The bug is this: for certain floating point values results from 'X × X'
differ from 'X²'. More generally, the answers from the underlying 'power'
operation can differ from repeated multiplication. This does not jibe with
what I learned in middle school...

Since the Feigenbaum constant calculation is iterative, errors accumulate and
the results diverge.

## Bug Hunt

The bug is present in all these languages:

* C
* Perl
* Perl6 (MoarVM)
* Python

But not in these:

* Fortran
* Java
* Perl6 (JVM)
* Perl (with Math-GSL)

What's the difference? It seems like the languages in the first group use
the libc/glibc system/math libraries, while those in the second roll their
own (correct me if I'm wrong).

But then it's hard to explain the Sidef results:

* not buggy, despite being built on top of Perl
* converges more closely to the OEIS limit value than any other code

Files in this repository are my attempt to reveal the extent of the
problem. Run them on your favorite OS and see what you get.

## Scope

I found the bug to be present in recent versions of OS X, from at least El
Capitan (10.11) onwards, and it is still there is the latest release. Snow
Leopard (10.6.8) pre-dates the bug.

I did **not** find it in Linux, nor in Perl/Cygwin (for Windows 7).

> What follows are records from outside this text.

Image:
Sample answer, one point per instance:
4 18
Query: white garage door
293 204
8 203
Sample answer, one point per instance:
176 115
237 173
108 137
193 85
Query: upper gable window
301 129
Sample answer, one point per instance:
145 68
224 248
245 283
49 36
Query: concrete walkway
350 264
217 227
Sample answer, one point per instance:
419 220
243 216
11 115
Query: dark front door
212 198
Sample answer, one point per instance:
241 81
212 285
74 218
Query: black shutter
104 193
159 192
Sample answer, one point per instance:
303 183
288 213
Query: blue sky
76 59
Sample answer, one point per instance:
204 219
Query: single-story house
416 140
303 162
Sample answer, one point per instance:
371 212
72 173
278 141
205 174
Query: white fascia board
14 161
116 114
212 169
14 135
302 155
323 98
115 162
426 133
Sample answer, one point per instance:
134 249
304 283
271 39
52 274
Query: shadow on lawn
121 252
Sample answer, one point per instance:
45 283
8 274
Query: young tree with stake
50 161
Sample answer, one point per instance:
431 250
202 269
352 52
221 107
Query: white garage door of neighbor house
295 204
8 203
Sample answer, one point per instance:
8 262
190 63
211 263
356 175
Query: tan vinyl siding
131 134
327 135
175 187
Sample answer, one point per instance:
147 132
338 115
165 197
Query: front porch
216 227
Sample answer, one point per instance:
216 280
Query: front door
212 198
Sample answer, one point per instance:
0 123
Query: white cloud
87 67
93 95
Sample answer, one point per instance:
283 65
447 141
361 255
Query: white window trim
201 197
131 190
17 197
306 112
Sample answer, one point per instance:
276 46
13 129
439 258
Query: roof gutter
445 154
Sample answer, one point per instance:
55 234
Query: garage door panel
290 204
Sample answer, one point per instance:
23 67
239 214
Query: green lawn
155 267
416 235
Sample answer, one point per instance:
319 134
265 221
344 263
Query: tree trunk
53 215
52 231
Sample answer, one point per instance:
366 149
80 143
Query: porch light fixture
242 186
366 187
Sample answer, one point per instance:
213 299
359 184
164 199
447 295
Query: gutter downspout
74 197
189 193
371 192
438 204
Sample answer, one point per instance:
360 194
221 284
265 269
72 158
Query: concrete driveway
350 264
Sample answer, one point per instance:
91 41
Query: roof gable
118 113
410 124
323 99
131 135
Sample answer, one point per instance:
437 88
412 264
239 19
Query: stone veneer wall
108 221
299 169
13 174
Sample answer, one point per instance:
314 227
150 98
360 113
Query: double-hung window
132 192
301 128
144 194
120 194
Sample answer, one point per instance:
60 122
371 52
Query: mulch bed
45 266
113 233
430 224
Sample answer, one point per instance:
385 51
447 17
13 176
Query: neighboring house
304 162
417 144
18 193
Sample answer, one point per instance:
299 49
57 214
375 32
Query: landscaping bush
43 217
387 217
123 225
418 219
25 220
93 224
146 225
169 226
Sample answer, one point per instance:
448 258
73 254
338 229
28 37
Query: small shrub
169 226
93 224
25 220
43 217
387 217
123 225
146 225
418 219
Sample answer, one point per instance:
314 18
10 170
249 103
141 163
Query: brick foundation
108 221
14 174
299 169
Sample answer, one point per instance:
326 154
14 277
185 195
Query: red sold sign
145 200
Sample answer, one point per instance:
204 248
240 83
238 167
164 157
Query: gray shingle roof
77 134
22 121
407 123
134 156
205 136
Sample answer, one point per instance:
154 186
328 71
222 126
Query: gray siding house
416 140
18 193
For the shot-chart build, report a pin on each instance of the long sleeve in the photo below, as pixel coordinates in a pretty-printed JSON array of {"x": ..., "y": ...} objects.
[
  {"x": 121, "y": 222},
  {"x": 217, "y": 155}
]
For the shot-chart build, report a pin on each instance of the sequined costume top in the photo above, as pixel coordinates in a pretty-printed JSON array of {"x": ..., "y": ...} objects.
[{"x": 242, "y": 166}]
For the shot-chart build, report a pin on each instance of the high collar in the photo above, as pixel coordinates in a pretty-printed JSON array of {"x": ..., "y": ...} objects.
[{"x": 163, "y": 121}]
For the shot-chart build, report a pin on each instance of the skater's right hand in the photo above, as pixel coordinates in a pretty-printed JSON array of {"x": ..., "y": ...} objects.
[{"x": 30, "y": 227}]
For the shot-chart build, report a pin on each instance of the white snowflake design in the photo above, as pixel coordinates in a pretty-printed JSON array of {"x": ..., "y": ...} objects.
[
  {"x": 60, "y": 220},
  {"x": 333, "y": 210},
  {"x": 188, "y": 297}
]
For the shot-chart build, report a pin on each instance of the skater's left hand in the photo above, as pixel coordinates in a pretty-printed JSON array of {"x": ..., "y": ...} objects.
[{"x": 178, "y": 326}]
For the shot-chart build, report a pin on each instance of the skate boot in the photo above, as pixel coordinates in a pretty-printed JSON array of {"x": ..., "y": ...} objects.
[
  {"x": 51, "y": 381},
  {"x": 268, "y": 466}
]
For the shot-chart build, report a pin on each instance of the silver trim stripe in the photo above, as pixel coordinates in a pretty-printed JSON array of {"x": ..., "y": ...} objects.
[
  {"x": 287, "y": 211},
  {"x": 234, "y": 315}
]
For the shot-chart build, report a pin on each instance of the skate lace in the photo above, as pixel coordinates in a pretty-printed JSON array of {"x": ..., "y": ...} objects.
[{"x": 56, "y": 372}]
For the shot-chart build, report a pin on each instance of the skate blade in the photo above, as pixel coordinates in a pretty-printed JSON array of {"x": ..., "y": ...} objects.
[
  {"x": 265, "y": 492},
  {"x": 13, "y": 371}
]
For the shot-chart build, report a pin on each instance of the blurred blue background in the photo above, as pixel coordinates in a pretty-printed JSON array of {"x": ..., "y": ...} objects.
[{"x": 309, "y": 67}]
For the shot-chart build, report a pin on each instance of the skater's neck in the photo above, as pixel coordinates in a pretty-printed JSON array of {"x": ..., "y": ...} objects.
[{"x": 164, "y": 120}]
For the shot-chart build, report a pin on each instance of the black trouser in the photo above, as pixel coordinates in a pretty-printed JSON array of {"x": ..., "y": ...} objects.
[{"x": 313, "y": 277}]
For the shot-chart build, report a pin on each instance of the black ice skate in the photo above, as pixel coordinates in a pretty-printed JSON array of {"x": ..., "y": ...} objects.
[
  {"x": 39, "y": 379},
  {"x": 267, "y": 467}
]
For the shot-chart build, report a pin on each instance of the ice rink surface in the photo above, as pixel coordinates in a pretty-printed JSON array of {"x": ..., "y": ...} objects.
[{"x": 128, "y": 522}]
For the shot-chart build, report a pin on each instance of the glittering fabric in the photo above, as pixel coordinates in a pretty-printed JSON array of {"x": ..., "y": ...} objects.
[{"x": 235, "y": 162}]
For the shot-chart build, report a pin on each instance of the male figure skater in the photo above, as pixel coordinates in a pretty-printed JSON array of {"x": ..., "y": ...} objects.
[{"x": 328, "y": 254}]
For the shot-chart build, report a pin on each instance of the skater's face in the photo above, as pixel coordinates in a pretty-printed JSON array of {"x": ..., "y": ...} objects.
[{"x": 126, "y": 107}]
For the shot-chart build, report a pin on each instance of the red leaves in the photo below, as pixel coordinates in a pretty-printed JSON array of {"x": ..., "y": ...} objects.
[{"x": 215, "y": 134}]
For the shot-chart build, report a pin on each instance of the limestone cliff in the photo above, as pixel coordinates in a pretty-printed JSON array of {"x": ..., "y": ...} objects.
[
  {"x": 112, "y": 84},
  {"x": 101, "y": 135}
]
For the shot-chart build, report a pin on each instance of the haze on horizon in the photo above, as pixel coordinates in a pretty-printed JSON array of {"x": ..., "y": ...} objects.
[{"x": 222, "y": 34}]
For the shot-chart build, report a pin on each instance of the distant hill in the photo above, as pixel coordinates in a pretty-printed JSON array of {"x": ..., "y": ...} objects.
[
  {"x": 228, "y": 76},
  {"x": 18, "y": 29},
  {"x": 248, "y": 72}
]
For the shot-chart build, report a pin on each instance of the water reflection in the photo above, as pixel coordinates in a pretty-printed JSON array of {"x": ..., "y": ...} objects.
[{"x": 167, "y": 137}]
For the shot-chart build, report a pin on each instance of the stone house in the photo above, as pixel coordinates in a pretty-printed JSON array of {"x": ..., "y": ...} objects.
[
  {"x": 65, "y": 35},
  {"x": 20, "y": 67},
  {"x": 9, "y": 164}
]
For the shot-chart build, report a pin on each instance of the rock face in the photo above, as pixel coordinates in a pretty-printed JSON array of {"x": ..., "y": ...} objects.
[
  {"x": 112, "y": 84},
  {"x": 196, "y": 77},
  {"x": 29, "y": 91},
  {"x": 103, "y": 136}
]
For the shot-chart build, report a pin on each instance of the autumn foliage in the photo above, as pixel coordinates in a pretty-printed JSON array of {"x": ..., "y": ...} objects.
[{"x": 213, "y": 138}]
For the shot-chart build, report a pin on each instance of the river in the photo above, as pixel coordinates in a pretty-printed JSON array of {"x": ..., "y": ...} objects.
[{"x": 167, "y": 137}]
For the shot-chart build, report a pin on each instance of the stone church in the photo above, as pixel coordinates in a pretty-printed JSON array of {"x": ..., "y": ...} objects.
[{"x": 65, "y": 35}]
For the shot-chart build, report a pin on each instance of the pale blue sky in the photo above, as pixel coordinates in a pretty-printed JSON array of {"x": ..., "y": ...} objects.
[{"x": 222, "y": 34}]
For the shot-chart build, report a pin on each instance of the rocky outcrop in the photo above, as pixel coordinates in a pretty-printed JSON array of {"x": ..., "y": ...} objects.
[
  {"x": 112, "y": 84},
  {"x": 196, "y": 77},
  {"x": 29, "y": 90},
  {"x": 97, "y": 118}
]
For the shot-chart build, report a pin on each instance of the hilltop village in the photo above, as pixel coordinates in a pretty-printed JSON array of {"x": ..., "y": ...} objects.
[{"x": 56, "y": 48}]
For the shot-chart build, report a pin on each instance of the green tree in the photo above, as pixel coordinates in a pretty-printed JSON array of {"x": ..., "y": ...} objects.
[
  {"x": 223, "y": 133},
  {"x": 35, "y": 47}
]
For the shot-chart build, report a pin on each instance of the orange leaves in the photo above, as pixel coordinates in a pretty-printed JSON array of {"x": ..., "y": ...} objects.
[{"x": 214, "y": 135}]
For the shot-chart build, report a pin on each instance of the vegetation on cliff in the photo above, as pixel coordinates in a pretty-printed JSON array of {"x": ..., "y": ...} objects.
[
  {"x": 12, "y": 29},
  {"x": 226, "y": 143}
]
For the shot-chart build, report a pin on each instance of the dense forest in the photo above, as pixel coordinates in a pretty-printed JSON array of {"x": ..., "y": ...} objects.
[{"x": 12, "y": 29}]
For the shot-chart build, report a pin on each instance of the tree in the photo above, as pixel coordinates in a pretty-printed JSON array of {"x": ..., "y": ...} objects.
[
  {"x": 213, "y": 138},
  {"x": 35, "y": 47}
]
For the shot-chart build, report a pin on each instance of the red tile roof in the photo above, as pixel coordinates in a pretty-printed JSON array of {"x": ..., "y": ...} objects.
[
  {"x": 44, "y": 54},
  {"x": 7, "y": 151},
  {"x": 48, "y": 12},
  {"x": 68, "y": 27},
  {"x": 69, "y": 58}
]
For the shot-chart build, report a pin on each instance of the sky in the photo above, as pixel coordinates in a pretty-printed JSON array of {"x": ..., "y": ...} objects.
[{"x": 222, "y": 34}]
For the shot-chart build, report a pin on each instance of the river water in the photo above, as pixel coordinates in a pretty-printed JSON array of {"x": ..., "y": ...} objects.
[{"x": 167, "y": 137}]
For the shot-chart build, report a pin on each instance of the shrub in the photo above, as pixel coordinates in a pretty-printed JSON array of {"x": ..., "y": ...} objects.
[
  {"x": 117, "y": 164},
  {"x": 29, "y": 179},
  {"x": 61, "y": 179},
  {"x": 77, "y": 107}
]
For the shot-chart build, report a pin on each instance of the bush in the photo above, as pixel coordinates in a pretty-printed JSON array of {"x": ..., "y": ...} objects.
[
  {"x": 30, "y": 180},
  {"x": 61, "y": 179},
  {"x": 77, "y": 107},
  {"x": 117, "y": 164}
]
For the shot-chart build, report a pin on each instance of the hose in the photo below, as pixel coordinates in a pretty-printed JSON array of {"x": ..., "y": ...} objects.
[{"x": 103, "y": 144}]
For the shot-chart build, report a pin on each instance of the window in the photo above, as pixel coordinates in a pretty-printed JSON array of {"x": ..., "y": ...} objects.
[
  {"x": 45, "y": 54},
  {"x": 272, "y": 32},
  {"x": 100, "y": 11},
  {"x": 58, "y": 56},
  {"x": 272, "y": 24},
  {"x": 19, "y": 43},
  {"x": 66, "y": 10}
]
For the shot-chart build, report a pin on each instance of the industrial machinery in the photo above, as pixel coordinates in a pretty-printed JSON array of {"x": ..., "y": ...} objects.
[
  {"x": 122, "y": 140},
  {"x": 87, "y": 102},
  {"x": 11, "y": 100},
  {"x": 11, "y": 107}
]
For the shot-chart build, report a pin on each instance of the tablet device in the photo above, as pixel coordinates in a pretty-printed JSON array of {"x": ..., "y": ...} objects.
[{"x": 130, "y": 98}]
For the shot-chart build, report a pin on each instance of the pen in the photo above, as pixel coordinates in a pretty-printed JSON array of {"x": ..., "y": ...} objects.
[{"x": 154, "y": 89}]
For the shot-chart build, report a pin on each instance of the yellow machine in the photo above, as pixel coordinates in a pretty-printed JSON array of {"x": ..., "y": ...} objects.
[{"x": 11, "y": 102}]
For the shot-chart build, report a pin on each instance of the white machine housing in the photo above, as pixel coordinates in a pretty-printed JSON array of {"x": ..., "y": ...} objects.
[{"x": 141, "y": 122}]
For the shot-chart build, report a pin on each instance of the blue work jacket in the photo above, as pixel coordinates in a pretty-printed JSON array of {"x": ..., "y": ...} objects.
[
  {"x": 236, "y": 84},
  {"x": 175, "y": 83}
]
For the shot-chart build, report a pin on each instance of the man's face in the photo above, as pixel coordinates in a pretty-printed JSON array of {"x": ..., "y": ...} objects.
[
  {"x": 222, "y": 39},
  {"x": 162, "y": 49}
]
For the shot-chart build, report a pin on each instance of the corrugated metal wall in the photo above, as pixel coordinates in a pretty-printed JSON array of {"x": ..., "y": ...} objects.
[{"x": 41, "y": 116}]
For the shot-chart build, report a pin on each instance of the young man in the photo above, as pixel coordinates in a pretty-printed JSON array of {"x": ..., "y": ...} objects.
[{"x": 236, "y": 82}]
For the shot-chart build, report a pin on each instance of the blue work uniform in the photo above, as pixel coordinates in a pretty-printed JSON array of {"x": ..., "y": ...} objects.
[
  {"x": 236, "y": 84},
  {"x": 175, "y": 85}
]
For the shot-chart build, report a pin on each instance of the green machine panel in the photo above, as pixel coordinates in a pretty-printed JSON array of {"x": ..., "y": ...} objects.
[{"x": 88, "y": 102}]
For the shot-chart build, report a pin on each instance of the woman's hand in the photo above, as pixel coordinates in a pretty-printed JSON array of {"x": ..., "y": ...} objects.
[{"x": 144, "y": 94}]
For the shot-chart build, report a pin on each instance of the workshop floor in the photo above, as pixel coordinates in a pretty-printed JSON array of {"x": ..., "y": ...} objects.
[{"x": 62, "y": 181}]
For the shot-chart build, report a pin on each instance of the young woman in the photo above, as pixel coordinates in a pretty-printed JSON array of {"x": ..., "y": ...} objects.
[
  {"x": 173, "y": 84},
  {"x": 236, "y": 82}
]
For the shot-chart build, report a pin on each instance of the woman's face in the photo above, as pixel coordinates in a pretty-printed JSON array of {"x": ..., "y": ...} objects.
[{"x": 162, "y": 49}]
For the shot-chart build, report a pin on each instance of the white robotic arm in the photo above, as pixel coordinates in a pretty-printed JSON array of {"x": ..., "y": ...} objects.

## The Actual Answer is...

The actual Feigenbaum constant calculation (as per https://oeis.org/A006890) starts off:

δ = 4.6692016091029906

FORTRAN and Sidef both give 4.6692016062 after 15 iterations, the closest approximation.
Additionally, futher iterations remain near this value, but other programs seem to mostly
diverge, if iterations are continued. Turns out, stopping at 15 is a sweet spot before
the values being moving farther away from the true answer.

## Moral of the Story

Working with floating point is like having a pet tiger. Can be interesting,
but you can never let your guard down.